Jesteśmy już czwarty dzień w Paryżu, nadal mam kontakt z Kylianem oraz Neymarem. Dziś razem z Victorią zostałyśmy zaproszone na obiado-kolację do restauracji przez chłopaków w celu poznania się bliżej. Chłopaki stwierdzili że mamy ze sobą wspólny vibe i chcą dalej kontynuować tą jakże krótką znajomość.
Jesteśmy już w restauracji wspólnie jedząc posiłek, jest Ney z Bruną i Davim, ja z Viki i Kylian. Rozmawiamy o wielu rzeczach. Bruna jest dość specyficzna, nie lubię jej chodź nie znam ją od dawna i nie mnie to oceniać. Może się kiedyś polubimy... się okaże.
- I jak już uczelnia wybrana ? - zapytał Neymar
- Uniwerek tak kierunek jeszcze nie, zastanawiam się nad marketingiem a mediami- odpowiedziałam
- A które jest Ci bliższe sercu ?
- Myślę ze media- powiedziałam po chwili
- To w takim razie masz wybrany kierunek- odpowiedział z uśmiechem Kylian
Spędziliśmy super dzisiejsze popołudnie, Kylian postanowił odwieźć nas do hotelu.

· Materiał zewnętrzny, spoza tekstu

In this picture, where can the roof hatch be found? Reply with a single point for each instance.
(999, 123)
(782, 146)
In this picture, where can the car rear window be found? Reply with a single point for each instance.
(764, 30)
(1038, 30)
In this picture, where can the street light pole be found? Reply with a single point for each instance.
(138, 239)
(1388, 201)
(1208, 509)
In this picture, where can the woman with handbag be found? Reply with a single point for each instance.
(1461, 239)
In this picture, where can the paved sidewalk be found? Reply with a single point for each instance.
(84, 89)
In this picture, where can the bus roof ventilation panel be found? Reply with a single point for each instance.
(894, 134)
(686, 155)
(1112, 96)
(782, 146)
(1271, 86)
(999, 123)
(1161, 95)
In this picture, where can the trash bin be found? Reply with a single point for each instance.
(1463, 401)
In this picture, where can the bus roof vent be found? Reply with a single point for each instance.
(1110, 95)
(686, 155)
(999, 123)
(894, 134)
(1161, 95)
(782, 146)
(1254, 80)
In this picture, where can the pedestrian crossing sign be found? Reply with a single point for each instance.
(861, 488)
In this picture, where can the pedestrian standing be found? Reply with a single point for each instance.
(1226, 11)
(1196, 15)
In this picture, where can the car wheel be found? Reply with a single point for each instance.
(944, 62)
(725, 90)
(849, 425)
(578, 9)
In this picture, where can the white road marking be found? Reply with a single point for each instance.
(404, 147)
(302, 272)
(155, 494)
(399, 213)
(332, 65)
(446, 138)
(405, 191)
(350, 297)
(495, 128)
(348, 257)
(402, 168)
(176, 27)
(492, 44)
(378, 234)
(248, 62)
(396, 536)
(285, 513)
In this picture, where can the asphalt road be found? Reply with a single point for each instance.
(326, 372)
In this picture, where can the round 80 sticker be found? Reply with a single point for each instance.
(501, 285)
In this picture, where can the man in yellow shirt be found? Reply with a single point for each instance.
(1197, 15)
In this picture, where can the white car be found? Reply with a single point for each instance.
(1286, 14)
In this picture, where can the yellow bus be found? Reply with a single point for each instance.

- Dziękujemy, za miłe popołudnie- powiedziałam
- To ja dziękuję za wasze towarzystwo, bez was bym się zanudził siedząc z Bruną w jednym pomieszczeniu. Mam nadzieję że do zobaczenia ?- dodał
- Zgadamy się, cześć
- Ok, pa Julka, pa Viki
- Serio nie widzisz że na Ciebie leci ? taka ślepa jesteś?- powiedziała Victoria po powrocie do pokoju hotelowego.
- Nie rozumiem? O co...
- Kylian, on na Ciebie leci? serio tego nie widzisz? Jak na ciebie patrzy ? Jak się uśmiecha do Ciebie? Nie nic ? - dodała pośpiesznie nie dając mi dojść do słowa
- Dobra dzieciaku, nie gadaj głupot- byle ją zbić z jej rozumowania
- W sumie, pasujecie do siebie, z tego mogą być dzieci- powiedziała uśmiechając się
- Ty już mi życia nie układaj, idź się kąpać
Siostra tylko pokazała mi język i poszła do łazienki, w tym czasie ja ogarniałam siebie, kiedy przyszedł mi esemes od Kyliana czy nie chciałabym wpaść do niego do domu jutro. Odpisałam że się zgadzam. Długo na odpowiedź czekać nie musiałam z Kykym umówiliśmy się na 15.00 Victoria była zafascynowana tą wiadomością, nawet zaproponowała że zostanie w hotelu, w sumie mi to na rękę. Przekonałam się że, nawet własna siostra Cię sprzeda jeśli będzie trzeba.
* NASTĘPNY DZIEŃ *
Po śniadaniu zadzwoniliśmy do rodziców, moja ukochana siostra musiała opowiedzieć rodzicom cała historię odnośnie tego jak znalazła dla mnie chłopaka. W myślach już opracowywałam plan zabicia mojej kochanej siostrzyczki.
O 14:00 zaczęłam się malować, ubrałam top oraz krótkie spodenki z wysokim stanem. Akurat kiedy skończyłam się ogarniać, Kylian napisał ze jest na miejscu, pożegnałam się z siostrą. I ruszyłam do samochodu.
- Hejka, pięknie wyglądasz- powiedział z ukazując szereg swoich zębów
- Cześć, dziękuję- odpowiedziałam
-To gdzie jedziemy ? Jakieś jedzenie czy zamawiamy do domu jakąś pizzę ?
- Obojętne, ty zadecyduj
- To pizza i chill w domku
Dojechaliśmy do domu Kylian'a, jest przepiękny, obszerny, z przepięknym widokiem na wieżę Eiffla, pewnie wieczorem ten widok jest piękniejszy.
-Pizza przyjechała- z zamyśleń wyrwał mnie właściciel domu idący w moim kierunku, z pizzą i winem w dłoni.
- Chcesz mnie upić i potem wykorzystać?- powiedziałam kiedy dolewał już drugi kieliszek
- Nie brałem tego po uwagę ale jeśli tego chcesz ? to mogę - zaśmiał się
- Jak Ci się podoba w Paryżu ?
-Jest cudownie, odkąd pamiętam moim marzeniem było zamieszkać w Paryżu, a dzięki studiom to się to spełni.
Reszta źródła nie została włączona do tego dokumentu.